Take, for instance, TATA AIA Infrastructure. This fund has clocked a 55 per cent return in the last one year. Its three-year annualised return (five-year record not available) is only 9 per cent. Investors in this fund may check if their policy lets them switch to their diversified fund. TATA AIA Large Cap Equity has a track record of outperforming the benchmark index by 2-3 percentage points in the last five years.
Most ULIPs offer an option to switch funds. So, conduct a reassessment right away. If you are invested in these funds, switch to a fund with a longer good track record. Nowadays most insurers offer detailed portfolio information every month though it is not mandatory.
Sticking with MF peers? As ULIP investors you still will have to envy returns that mutual fund investors have made. A good 27 mutual fund schemes have given returns of over 45 per cent in the last one year. However, only nine ULIP funds have managed returns of over 45 per cent during this period.
Their category average return stands at 35 per cent, lower than the average returns of MFs at 37 per cent. Why the difference?

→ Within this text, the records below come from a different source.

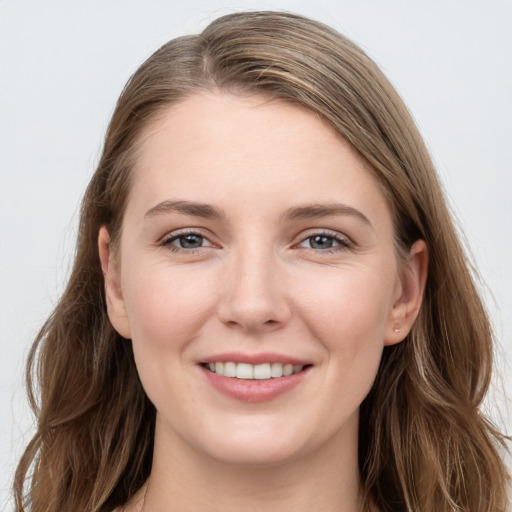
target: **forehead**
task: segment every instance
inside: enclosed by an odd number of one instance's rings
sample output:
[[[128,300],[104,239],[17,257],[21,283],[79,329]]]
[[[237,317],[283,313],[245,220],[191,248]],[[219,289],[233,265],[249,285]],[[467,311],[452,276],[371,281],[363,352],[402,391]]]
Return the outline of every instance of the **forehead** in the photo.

ULIP fund managers explain that they have restrictions on where they can invest the money. They are barred from investing in stock derivatives and there is a cap of 15 per cent on their exposure to a single sector.
Mutual funds are allowed derivative exposure but it is only for hedging purposes. Their sector cap, however, is at a much higher 25 per cent.
So, when sentiment is upbeat, mutual fund managers have the leeway to have up to a fourth of their funds invested in a particular sector and spice up returns. ULIP managers can’t do this. Also, quite a few ULIP fund managers are cautious about taking small-cap exposure. Their conservative approach limits return potential.